You are viewing a plain text version of this content. The canonical link for it is here.
Posted to dev@spot.apache.org by Vivienne Pustell <vi...@yellingviv.com> on 2020/04/02 23:09:35 UTC

Re: Hive Partition Names for numbers (SPOT-19 and SPOT-239)

Hi Jeremy,

My personal vote would be to align around the two-digit zero-padded
strings. It's more standardized, and the consistency in format makes it
easier to run scripts as needed. In that sense, it should be viable to run
a script to change the numbers that are currently stored, and then stay
consistent going forward.

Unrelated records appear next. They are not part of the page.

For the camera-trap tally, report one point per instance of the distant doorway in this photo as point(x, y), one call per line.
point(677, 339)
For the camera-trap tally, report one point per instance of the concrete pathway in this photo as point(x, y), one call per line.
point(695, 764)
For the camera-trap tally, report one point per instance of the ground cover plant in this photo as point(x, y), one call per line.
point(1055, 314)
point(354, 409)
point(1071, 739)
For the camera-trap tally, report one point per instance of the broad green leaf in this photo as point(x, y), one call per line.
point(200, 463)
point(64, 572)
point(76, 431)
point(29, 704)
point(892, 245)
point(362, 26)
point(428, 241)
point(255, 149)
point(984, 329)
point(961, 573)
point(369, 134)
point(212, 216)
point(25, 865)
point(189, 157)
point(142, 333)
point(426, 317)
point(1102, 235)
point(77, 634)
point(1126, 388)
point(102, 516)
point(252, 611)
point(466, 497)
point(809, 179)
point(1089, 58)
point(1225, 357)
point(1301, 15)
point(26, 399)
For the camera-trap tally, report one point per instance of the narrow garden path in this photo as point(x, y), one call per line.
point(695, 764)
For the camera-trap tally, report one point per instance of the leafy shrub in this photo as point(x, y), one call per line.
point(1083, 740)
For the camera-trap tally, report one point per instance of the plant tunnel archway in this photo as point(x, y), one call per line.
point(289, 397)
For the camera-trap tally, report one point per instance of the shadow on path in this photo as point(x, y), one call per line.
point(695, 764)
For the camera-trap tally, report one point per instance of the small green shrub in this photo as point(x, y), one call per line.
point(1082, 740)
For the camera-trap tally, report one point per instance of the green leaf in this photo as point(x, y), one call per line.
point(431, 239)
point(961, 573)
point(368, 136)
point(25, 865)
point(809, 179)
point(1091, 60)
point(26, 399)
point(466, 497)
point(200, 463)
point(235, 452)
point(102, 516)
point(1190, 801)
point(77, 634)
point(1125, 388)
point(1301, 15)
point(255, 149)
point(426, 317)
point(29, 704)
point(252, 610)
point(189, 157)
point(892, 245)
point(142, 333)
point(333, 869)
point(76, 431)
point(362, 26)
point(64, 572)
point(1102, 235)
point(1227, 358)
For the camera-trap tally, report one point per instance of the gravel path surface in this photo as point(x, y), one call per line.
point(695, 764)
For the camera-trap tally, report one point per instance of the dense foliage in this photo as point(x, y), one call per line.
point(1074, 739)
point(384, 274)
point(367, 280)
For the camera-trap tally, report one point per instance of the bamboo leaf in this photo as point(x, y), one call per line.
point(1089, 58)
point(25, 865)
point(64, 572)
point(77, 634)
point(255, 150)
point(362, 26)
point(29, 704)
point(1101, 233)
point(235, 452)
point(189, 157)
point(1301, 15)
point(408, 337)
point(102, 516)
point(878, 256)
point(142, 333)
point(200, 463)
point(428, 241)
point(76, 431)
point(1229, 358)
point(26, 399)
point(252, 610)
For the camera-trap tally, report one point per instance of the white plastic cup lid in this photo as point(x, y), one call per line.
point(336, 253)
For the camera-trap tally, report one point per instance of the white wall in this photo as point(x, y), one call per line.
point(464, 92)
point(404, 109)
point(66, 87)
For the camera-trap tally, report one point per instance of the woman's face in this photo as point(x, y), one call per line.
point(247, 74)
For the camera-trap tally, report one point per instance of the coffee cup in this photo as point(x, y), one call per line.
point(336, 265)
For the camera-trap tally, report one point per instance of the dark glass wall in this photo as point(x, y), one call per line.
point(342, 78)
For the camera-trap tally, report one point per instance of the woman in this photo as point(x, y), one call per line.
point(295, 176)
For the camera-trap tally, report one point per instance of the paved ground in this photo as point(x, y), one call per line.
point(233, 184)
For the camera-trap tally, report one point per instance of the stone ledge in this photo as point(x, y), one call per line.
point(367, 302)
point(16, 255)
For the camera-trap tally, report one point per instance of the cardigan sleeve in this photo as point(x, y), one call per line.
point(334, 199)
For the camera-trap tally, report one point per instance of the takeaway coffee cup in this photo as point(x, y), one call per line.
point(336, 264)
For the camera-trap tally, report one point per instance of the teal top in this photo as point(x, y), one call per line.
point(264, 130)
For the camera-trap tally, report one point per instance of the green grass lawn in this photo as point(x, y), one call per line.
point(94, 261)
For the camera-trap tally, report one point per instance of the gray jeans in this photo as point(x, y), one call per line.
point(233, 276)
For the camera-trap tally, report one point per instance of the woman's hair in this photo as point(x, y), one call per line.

We've been running into issues with things like
this in $DAY_JOB and it's definitely worth getting consistent sooner rather
than later, IMO.

Cheers,
-Vivienne

On Mon, Mar 30, 2020 at 12:47 PM Jeremy Nelson <je...@digitalminion.com>
wrote:

> Greetings,
>
> I noticed that SPOT-19 and SPOT-239 describe two aspects of the same
> problem – that is – HIVE partition names are stored as numbers (ie,
> y=2020/m=3/d=4) but some software (like the SPOT-ML) expects these
> partition names to be stored as two-digit zero-padded strings (ie,
> y=2020/m=03/d=04).
>
> We should identify which approach is preferable (break the schema, or break
> the software?) and then harmonize all affected systems to do the same
> thing, one way or the other.
>
> Thanks,
>
> Jeremy
>